Just Cause 2 Review
Publisher: Eidos
Platforms: PC, Xbox 360, PS3
UK Price (as reviewed): £39.99 (incl. VAT)
US Price (as reviewed): $49.99 (Excl. Tax)
We normally have a rule that, unlike the rest of the site, games reviews shouldn’t have any graphs in them. It’s not for any real reason per se, just that Joe isn’t really good at making graphs. He gets the lines all wobbly. So, you’ll just have to imagine it when we say that our experience with
Just Cause 2 could be most simply conveyed by an S-curve on a graph – first dipping low, then rising high.
To understand that first dip you need to get a good grip on what exactly
Just Cause 2 is, because it isn’t really a game in any real, contemporary sense. Modern games have a depth of either story or mechanics which make them engaging to players, even if that only goes as far as the block-matching of
Tetris.
Just Cause 2 doesn’t have any of that – so, what is it?
Where's my sniper rifle?
Just Cause 2 is an explosion generator, that’s what. It’s the game-equivalent of an Arnie movie; the type of thing you watch because of the big, pretty lights and nothing else. The story is negligible to the point that you’d only notice it if you got a papercut from the script and the characters are a bunch of unsympathetic arseholes that make you want to turn the speakers off. It’s only the chance to see something new go boom that keeps you playing.
So, what makes
Just Cause 2 such a slow-burner on the enjoyment graph is the fact that the developers don’t embrace that immediately. They’ve chosen to start the game off with a big injection of storyline and fetch quests, throwing the occasional awkward gunfight in there to placate you while the necessary blunders are dealt with. There’s the occasional parachute jump to further liven it up, but even that is rendered a little disappointing by the fact that you are, at that point, still learning how best to control your character, Agent Rico.

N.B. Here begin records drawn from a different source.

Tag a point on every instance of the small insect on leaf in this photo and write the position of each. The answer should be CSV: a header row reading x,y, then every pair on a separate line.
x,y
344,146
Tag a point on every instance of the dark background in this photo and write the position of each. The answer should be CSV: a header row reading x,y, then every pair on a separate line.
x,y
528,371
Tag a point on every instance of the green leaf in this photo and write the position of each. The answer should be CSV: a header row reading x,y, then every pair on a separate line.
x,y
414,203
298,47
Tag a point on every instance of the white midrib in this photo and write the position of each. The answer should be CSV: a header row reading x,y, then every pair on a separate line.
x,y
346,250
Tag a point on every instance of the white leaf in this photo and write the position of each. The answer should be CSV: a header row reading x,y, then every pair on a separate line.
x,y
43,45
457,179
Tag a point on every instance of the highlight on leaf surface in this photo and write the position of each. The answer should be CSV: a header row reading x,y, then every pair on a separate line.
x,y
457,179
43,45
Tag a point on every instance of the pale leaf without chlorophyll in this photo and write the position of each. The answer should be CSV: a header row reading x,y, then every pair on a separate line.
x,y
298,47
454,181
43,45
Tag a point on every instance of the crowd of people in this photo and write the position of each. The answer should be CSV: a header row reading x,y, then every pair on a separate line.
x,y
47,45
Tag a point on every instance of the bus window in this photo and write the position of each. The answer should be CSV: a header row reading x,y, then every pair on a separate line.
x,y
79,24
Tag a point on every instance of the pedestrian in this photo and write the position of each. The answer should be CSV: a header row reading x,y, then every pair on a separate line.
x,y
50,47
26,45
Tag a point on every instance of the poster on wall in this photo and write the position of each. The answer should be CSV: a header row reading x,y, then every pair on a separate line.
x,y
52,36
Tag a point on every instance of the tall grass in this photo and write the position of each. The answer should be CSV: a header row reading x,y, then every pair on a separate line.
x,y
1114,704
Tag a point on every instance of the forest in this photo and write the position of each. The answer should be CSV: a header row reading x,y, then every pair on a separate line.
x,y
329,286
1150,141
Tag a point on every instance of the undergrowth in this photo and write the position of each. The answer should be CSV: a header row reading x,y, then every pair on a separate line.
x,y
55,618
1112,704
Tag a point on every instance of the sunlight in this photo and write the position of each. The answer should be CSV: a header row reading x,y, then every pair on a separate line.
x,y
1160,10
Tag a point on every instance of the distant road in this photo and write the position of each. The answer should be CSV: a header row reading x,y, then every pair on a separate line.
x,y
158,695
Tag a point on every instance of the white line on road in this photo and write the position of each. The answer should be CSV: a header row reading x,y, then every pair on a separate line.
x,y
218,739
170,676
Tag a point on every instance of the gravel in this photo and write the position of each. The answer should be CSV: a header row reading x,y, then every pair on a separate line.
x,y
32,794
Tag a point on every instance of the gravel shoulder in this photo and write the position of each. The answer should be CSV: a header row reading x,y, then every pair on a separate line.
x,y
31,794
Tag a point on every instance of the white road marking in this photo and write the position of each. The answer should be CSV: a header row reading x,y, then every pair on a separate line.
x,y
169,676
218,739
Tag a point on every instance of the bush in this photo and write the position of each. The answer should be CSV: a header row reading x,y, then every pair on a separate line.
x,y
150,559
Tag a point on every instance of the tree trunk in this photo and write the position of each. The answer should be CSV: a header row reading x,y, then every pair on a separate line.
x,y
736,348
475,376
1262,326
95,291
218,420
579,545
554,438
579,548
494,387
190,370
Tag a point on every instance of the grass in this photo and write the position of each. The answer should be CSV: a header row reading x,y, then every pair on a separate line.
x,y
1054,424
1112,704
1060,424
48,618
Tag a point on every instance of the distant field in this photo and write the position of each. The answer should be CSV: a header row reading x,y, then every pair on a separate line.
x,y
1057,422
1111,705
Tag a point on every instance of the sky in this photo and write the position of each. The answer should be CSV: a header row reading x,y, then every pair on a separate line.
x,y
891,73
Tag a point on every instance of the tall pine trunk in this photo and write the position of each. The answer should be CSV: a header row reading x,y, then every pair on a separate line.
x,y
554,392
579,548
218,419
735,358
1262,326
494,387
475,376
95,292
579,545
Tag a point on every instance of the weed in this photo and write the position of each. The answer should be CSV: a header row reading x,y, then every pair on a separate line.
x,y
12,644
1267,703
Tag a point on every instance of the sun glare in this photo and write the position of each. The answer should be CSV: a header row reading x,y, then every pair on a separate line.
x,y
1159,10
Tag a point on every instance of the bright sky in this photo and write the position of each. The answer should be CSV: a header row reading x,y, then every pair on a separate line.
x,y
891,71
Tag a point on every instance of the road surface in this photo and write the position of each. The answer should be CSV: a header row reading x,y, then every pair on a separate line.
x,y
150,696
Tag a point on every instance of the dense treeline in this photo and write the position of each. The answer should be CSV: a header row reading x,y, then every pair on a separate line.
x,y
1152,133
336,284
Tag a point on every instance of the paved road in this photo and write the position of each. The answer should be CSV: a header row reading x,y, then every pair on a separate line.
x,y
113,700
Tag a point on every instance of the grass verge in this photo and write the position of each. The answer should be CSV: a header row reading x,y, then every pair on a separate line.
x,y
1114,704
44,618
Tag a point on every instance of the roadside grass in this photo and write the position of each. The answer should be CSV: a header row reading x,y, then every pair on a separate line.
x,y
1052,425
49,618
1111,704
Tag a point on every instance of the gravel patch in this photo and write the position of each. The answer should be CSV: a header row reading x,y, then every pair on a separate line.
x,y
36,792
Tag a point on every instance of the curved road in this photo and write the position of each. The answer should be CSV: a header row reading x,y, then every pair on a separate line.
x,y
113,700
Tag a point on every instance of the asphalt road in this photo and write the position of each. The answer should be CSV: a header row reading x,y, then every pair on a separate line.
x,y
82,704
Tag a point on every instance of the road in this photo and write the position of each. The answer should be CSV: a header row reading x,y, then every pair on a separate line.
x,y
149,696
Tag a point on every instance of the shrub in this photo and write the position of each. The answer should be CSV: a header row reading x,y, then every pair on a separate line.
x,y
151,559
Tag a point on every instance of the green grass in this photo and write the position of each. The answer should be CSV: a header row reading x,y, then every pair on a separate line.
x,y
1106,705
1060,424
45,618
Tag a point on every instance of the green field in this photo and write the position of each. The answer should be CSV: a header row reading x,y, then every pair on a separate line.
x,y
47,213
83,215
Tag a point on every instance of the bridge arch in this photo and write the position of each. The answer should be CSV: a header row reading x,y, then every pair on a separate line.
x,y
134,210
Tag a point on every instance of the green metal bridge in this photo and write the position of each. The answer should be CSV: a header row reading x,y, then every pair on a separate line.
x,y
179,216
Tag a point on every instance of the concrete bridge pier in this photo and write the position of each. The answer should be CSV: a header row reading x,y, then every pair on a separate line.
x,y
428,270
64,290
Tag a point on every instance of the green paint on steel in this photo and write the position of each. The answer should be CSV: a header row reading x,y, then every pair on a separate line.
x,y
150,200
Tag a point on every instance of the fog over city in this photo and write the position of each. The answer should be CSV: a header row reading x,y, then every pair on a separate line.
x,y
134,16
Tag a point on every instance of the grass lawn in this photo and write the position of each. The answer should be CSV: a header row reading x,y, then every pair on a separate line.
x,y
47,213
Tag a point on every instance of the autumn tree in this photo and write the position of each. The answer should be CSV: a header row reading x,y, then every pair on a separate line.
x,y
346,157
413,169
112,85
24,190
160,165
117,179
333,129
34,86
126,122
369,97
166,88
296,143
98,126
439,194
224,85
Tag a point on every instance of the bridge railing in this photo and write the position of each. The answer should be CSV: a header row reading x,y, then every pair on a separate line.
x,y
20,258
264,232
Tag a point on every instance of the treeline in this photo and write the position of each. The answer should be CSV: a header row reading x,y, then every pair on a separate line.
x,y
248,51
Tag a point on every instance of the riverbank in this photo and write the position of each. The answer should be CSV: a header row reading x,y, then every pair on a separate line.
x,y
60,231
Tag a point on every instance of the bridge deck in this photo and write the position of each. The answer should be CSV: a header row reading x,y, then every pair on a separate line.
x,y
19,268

The story, by the way, is both simple and boring and doesn’t really merit the big find-the-memory-cards sequence that Avalanche opens the game with. We’ll get it out of the way quickly, because it’s not something we need to dwell on.

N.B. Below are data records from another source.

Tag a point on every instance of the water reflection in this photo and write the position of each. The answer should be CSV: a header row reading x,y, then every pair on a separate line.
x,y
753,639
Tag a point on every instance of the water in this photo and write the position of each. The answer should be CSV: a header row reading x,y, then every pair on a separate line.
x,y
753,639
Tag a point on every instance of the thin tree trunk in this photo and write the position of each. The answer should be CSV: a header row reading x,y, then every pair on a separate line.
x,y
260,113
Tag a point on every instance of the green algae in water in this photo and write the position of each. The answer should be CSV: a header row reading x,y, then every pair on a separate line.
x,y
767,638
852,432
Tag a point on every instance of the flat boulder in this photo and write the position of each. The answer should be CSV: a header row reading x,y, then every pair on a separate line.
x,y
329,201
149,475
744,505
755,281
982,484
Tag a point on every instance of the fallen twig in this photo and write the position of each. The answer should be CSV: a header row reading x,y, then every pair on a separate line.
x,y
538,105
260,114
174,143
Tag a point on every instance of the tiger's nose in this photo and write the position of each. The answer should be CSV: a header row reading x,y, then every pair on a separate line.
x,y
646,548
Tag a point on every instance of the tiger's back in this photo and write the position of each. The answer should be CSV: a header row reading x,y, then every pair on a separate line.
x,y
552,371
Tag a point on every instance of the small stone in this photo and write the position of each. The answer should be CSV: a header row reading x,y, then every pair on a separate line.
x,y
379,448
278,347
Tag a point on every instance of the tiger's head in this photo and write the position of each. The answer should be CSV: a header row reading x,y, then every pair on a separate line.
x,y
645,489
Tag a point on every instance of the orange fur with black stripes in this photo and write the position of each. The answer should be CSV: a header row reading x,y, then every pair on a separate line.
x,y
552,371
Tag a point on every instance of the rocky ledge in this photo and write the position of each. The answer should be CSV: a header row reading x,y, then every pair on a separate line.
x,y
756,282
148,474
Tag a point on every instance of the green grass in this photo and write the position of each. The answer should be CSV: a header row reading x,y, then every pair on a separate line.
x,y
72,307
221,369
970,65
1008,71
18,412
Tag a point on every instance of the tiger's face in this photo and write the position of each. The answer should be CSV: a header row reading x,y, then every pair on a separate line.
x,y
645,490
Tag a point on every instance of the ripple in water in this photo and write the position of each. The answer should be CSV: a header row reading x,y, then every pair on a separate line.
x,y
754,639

This isn't going to end well
Basically, there’s a fictional country called Panau which has always been allied with the US. The president is assassinated and replaced with his sadistic son, who promptly stops sending the usual oil tribute to the US, so you get sent in to find out what’s going on and (eventually) overthrow him.

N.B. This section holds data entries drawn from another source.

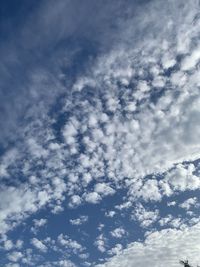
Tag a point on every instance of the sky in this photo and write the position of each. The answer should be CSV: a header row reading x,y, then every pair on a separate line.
x,y
99,133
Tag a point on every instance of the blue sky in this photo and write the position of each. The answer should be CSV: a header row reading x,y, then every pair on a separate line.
x,y
99,140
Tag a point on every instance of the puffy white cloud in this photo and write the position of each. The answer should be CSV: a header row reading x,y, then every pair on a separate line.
x,y
144,216
100,243
160,249
38,244
190,202
79,221
15,256
92,197
66,263
118,232
69,244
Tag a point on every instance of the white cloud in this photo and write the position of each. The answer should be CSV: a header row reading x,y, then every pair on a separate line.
x,y
144,216
15,256
79,221
160,249
100,243
118,232
38,244
69,244
92,197
190,202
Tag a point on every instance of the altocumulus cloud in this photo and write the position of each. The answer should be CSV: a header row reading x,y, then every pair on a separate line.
x,y
119,138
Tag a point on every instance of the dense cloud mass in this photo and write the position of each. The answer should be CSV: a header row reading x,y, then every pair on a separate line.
x,y
112,125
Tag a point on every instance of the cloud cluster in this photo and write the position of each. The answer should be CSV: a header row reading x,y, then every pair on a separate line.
x,y
160,249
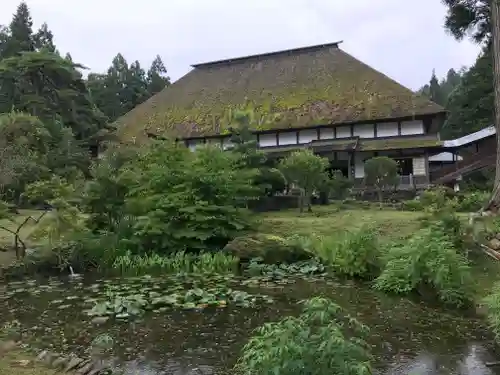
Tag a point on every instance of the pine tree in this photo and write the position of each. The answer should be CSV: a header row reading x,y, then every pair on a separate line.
x,y
157,78
20,38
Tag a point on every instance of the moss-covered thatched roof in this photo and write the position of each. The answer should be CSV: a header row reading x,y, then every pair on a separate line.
x,y
303,87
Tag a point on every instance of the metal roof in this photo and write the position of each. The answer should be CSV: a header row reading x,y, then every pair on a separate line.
x,y
470,138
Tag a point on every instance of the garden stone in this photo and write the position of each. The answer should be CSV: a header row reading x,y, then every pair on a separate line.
x,y
73,363
494,244
85,369
59,363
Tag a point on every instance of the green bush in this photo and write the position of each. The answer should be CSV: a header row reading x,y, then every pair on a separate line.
x,y
271,249
472,201
354,254
492,303
428,260
322,340
189,200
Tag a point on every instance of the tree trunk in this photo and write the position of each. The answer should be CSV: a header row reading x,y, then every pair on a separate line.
x,y
494,203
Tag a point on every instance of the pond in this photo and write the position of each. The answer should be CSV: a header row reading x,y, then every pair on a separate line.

There’s lots of chasing leads and searching for contacts and working for criminal factions, but really that’s all there is to it. A developing country stepped out of line and America needs to come along and put it back with an explosive, secret-agent bitchslap. It’s potentially a controversial topic, but Avalance and Eidos have approached it with such an air of nonchalance and matter-of-factness that it glosses right over any ethically dubious or morally interesting areas. Scathing political commentary this is
not.
It’d be easy to think that that’s a bad thing. The plot is definitely trite, cliched and bordering on self-parody – but remember that this is True Lies with a gamepad, not Citizen Kane: The Game. In that regard the plot is a piece of perfectly pitched player manipulation – it’s not overwordy and, once the opening sections are done with and you’re let off the leash, it drifts into the background most of the time.
All you need to remember is that your job as a secret agent is to blow stuff up, act like a chauvinist and look suitably unruffled when bailing out of a flaming helicopter.